Charlie Hebdo

Quelle: titanic-magazin.de
Quelle: titanic-magazin.de (Titanic trifft den Nagel auf den Kopf; Nachtrag vom 9.1.)

Heute solidarisieren sich ja alle mit Charlie Hebdo. Das ist schön. Weniger schön, wenn auch nicht überraschend, ist, dass BILD, Express, BZ und all die anderen Schmierblätter auf den Zug aufspringen, weil Charlie Hebdo sich zurecht (auch) über fanatische Muslime lustig gemacht hat. Aber nein, liebe Boulevardpresse, ihr habt da was falsch verstanden, vous n’êtes pas Charlie. Wart ihr nie und werdet ihr auch nie sein, weil ihr zwischen Satire, die in alle Richtungen austeilt und dem Bedienen der ewig gleichen Ressentiments sowie journalistischen Leitlinien und Pressefreiheit schon von Berufs wegen gar nicht unterscheiden könnt. Diese kleine Behinderung ist ja ebenso Teil eurer Geschäftsgrundlage wie der pathologische Zwang, bei allen emotionalen Trendthemen mitbrüllen zu müssen.

So entblödet sich z.B. die Kölner BILD-Ausgabe auch nicht, ihre Facebook-Seite mit einem „Je suis Charlie Hebdo“-Titelbild zu versehen, während weiter unten munter vom „Flüchtlings-Killer“ gesabbert wird oder zu erfahren ist, dass BILD unter gelungener Integration versteht, wenn ein muslimisches Mädchen Sternsingerin wird. Wie reagiert denn die Boulevardpresse, wenn etwa Angela Merkel irgendwo in Europa mal wieder mit Hitler-Bärtchen oder Pickelhaube karikiert wird? Wer bietet denn andererseits immer wieder Premium-Intellektuellen wie Fest, Wagner oder Sarrazin die Bühne, um ihre Gedankenarmut zum Thema Integration mit Millionen Lesern zu teilen?
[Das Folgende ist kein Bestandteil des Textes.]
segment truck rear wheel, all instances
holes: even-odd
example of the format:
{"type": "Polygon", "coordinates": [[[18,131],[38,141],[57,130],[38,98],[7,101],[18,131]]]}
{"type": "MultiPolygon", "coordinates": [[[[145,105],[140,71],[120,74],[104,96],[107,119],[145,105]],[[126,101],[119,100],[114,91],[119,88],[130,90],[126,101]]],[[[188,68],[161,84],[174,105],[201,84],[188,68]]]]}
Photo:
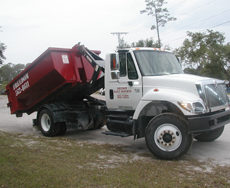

Wer verbreitet denn Begriffe wie „Döner-Morde“ oder „Islam-Rabatt“ und kocht mit mehr oder weniger originellen Märchen zu gewalttätigen Ausländern im Allgemeinen und zum bedrohlichen Muselmann im Besonderen sein ganz eigenes Süppchen?

Ganz genau. Also, wenn eine Satire-Zeitschrift neben allen möglichen anderen Zielen auch mal gegen einen Lieblingsfeindbild der Boulevardpresse austeilt, hat sie immer noch nichts mit ihr gemein. Allenfalls wirken die eifrigen Solidarisierungsbekundungen des Boulevards wie unfreiwillige Satire und so trifft das „Je suis Charlie Hebdo“ dann vielleicht doch auf eine Weise zu, die weder die Einzeller in der Leserschaft verstehen noch die Zweizeller in der Redaktion beabsichtigt haben. Ich habe nicht nachgesehen, aber vielleicht blöken ja auch noch AfD, Pegida, die CSU und am besten noch IS und al-Qaeda „Je suis Charlie Hebdo“ in die Welt hinaus. Und wenn Christian Wulff eines Tages das Zeitliche segnet, titelt die Kölner BILD „Wir sind Wulff“ und meint das wahrscheinlich auch wieder ernst.